Durante el otoño, la preparación de una deliciosa crema de calabaza se convierte en un ritual culinario para muchos. Este plato se distingue por su atractivo color anaranjado, su sabor suave y su textura reconfortante, convirtiéndose en un verdadero protagonista de la temporada. Sin embargo, es frecuente que para lograr la deseada cremosidad se utilicen ingredientes como la nata líquida o la crema de leche, que pueden restar ligereza a la receta.
El chef español José Andrés propone una alternativa más ligera y sabrosa que no depende de las cremas lácteas. Para él, el verdadero secreto reside en el uso de un buen aceite de oliva virgen extra, que actúa como base para la emulsión, aportando tanto textura como un sabor excepcional. Andrés redefine el concepto de “crema”, enfatizando que no necesariamente implica la incorporación de lácteos, sino la habilidad de conseguir una textura suave y aterciopelada a través del método de cocción y mezcla.
El papel del aceite de oliva es crucial. Al sofreír ingredientes como cebolla, puerro y ajo en aceite antes de añadir la calabaza, se permite que la mezcla absorba este eje saboroso. Posteriormente, al triturar las verduras, el aceite facilita la emulsión, otorgando a la crema una textura sedosa sin necesidad de añadir grasas lácteas. Además de su función técnica, el aceite aporta matices aromáticos que elevan el perfil de sabor de la calabaza y las verduras, haciendo que el plato sea más refinado. Un chorrito de aceite de oliva al final puede redondear perfectamente la experiencia gustativa.
Esta versión de crema de calabaza, que prescinde de la nata, se presenta como una elección más ligera y fácil de digerir, destacando el auténtico sabor de las verduras. La combinación de calabaza y puerro se expresa plenamente sin interferencias, haciendo de este plato una opción ideal para esos días de otoño en los que se busca algo reconfortante, saludable y con carácter.
Para preparar esta crema, se sugiere comenzar por picar finamente la cebolla y el puerro, que se sofríen en una olla con un par de cucharadas de aceite de oliva a fuego suave. A continuación, se añade la calabaza pelada y cortada en trozos, junto con un poco más de aceite y ajo.
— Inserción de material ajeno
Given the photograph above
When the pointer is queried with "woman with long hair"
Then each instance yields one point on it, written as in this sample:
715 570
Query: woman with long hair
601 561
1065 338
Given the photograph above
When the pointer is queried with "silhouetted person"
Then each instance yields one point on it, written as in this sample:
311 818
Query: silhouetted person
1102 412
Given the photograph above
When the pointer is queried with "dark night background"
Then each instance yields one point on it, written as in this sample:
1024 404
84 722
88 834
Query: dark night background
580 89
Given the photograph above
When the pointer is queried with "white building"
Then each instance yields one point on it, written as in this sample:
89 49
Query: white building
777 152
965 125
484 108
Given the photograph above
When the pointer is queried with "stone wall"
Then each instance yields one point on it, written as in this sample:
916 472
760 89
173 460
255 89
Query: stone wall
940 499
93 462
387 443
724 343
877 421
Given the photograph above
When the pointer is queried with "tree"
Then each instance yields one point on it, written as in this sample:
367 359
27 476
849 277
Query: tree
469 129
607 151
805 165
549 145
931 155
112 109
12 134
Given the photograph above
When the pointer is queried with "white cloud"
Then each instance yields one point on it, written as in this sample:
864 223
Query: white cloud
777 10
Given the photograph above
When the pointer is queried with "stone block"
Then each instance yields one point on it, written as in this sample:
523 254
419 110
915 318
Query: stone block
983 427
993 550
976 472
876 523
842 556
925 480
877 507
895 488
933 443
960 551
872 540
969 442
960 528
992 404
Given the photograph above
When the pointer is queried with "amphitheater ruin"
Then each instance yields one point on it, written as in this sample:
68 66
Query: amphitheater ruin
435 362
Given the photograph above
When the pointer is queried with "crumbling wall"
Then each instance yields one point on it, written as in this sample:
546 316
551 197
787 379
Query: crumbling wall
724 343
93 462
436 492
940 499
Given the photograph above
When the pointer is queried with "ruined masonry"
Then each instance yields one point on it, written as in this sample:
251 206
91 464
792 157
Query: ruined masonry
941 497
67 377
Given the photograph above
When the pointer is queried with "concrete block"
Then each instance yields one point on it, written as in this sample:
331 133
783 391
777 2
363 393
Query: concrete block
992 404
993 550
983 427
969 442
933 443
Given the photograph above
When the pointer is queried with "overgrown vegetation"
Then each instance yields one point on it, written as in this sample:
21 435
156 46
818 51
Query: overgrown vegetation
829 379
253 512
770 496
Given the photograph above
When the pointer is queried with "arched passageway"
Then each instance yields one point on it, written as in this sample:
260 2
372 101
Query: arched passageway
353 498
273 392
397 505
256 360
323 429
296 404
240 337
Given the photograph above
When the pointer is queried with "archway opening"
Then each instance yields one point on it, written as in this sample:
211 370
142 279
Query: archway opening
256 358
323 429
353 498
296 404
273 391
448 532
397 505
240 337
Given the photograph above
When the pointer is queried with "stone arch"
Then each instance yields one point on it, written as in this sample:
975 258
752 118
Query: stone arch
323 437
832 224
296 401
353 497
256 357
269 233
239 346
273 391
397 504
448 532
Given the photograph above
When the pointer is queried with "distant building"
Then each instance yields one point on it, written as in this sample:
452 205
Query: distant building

Tras cubrir con caldo o agua, la mezcla se cocina a fuego medio durante aproximadamente 30 minutos, o hasta que la calabaza esté tierna. Posteriormente, se tritura todo hasta conseguir una textura lisa, añadiendo más aceite de oliva para emulsificar. Finalmente, se sirve caliente, decorando al gusto con aceite de calabaza, semillas tostadas o perejil picado.
Esta receta es una manera efectiva de disfrutar los sabores del otoño, reivindicando el uso de ingredientes frescos y saludables.